Hasskriminalität im Web steigt stark

Erstveröffentlicht: 
02.02.2017
Wegen Volksverhetzung gibt es immer mehr Strafverfahren. Nicht alle Fälle kommen aus dem rechtsextremen Spektrum.

 

Bei den sächsischen Staatsanwaltschaften sind im vergangenen Jahr allein rund 300 Menschen wegen Volksverhetzung und Gefährdung des inneren Friedens durch Kommentare im Internet angezeigt worden. Insgesamt ermittelten die Behörden sachsenweit gegen rund 1 000 Beschuldigte wegen Volksverhetzung. Dies geht aus der Antwort des Justizministeriums auf eine Anfrage des Landtagsabgeordneten Enrico Stange (Linke) hervor.

 

Wegen Verwendens von Kennzeichen verfassungswidriger Organisationen und Gefährdung des inneren Friedens im Internet registrierten die Justizbehörden knapp 60 Tatverdächtige. Die Zahlen beziehen sich auf politisch motivierte Kriminalität mit rechtem Hintergrund. Viele dieser Straftaten würden vermeintlich anonym im Internet verübt, sagt Enrico Stange. Die Polizei sollte deshalb intensiver ermitteln und vor allem anlassunabhängige Internetrecherchen durchführen, denn so Stange: „Es gibt eine hohe Dunkelziffer.“ Wegen Volksverhetzung aus dem linken Spektrum wurde 2016 ein Verfahren gegen eine Person eingeleitet.

 

Der prominenteste Fall dürfte Lutz Bachmann sein. Er hatte 2014 vor der Gründung von Pegida Flüchtlinge auf Facebook als „Viehzeug“, „Gelumpe“ und „Dreckspack“ bezeichnet. Im Prozess dauerte allein das Verlesen des Vorstrafenregisters eine Dreiviertelstunde.

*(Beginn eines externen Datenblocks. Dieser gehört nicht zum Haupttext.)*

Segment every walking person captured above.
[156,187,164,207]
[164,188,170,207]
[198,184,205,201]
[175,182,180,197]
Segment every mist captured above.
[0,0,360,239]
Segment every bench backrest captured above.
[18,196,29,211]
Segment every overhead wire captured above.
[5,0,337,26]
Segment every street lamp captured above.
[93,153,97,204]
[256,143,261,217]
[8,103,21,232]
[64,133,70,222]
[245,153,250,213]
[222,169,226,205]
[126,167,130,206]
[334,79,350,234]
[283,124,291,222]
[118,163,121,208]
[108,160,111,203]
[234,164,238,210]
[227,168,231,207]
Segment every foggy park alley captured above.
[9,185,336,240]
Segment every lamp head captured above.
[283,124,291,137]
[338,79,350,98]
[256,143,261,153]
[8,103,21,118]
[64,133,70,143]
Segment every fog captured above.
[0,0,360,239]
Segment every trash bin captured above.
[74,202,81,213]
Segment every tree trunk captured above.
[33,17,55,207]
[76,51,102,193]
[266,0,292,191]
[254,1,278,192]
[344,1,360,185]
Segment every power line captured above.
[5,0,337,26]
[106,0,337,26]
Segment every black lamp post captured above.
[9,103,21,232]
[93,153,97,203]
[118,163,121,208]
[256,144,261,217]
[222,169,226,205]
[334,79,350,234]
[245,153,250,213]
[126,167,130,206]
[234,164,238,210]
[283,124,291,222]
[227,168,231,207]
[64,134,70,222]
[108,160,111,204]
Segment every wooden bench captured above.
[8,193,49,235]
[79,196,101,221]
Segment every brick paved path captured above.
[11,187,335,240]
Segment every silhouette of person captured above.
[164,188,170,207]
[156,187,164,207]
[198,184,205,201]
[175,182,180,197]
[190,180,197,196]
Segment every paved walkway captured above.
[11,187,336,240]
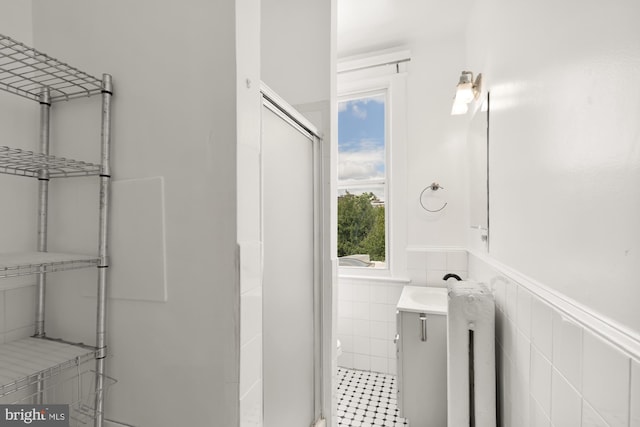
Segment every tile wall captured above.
[336,248,467,374]
[469,255,640,427]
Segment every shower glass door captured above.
[262,98,319,427]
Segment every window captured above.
[337,90,388,268]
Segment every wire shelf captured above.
[0,146,100,178]
[0,338,96,398]
[0,34,102,102]
[0,352,117,427]
[0,252,99,279]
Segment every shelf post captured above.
[94,74,113,427]
[34,88,51,338]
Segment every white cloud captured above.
[351,104,367,120]
[338,147,385,180]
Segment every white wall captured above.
[468,0,640,427]
[468,0,640,334]
[261,0,332,108]
[406,34,468,254]
[25,0,239,426]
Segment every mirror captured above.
[467,93,490,252]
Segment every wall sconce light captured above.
[451,71,482,116]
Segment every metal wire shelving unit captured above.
[0,34,113,427]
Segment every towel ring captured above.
[420,182,448,213]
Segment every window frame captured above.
[334,64,407,277]
[336,86,391,272]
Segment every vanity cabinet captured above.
[396,307,447,427]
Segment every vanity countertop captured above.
[397,286,448,314]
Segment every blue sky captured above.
[338,94,385,180]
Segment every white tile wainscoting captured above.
[469,254,640,427]
[337,248,467,375]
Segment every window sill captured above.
[338,269,411,284]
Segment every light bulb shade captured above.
[451,99,469,116]
[454,82,474,104]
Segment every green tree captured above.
[360,205,386,261]
[338,192,386,261]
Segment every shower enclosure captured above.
[261,86,322,427]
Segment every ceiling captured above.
[337,0,472,58]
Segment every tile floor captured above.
[337,368,409,427]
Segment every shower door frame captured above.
[260,82,326,425]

Anfang Mai 2016 wurde der 44-Jährige zu einer Geldstrafe in Höhe von 9 600 Euro wegen Volksverhetzung verurteilt, akzeptierte das Urteil Ende November.

 

Allein die Polizeidirektion Dresden und die Staatsschutzabteilung der Staatsanwaltschaft haben im vergangenen Jahr 300 Verfahren wegen Volksverhetzung bearbeitet – ein Vielfaches der Vorjahre, so die Einschätzung der Staatsanwaltschaft.

 

Nicht nur die Zahl der Strafanzeigen ist stark gestiegen. Wie die Wochenzeitung „Die Zeit“ berichtet, seien 2016 von sächsischen Amts- und Landgerichten mehr Menschen wegen Hetze zur Rechenschaft gezogen worden als in den Jahren zuvor. Die Zahl der Strafbefehle wegen Volksverhetzung hat sich demnach im Vergleich zum Vorjahr von 67 auf 147 mehr als verdoppelt, die Anzahl der Anklagen wegen Volksverhetzung gegenüber 2015 von 32 auf 97 sogar verdreifacht. Der längerfristige Trend zeigt die Entwicklung der Hasskriminalität im Internet noch deutlicher. Gegenüber 2014 hat sich die Zahl der Anklagen 2016 verfünffacht, die Zahl der Strafbefehle lag etwa 15 Mal so hoch, sagt Jörg Herold, Sprecher des Justizministeriums.

 

Die Delinquenten stammen dabei nicht zwingend aus dem rechtsextremen Spektrum. Ende Juli musste ein 85-jähriger Dresdner eine Geldstrafe über 3 000 Euro akzeptieren, weil er Kinder auf einem Spielplatz mit „Ausländerschweine verschwindet“ und „Ausländerdreckspack“ angebrüllt hatte. Anfang August verurteilte das Amtsgericht Grimma einen 43-jährigen Hartz-IV-Empfänger zu einer Geldstrafe von 1 950 Euro. Der bereits elfmal vorbestrafte Mann hatte in einem Online-Kommentar Asylbewerber unter anderem als „Viehzeug“ und „Viecher“ bezeichnet, die „unsere Frauen vergewaltigen“.

 

Eine 20-jährige Auszubildende aus Zwickau musste 50 Euro bezahlen, weil sie auf ihrer Facebookseite Asylbewerbern den gewaltsamen Tod gewünscht hatte. Der 38-jährige Chef einer Bautzner Sicherheitsfirma wurde im Oktober zu einer Geldstrafe von 1 400 Euro verurteilt, weil er auf Facebook schrieb: „Meiner Meinung nach brennen noch zu wenige Asylunterkünfte.“

 

Offenbar gehen Staatsanwaltschaften inzwischen konsequenter gegen Hassbotschaften im Internet vor, um das Zeichen zu setzen: Hetze ist teuer.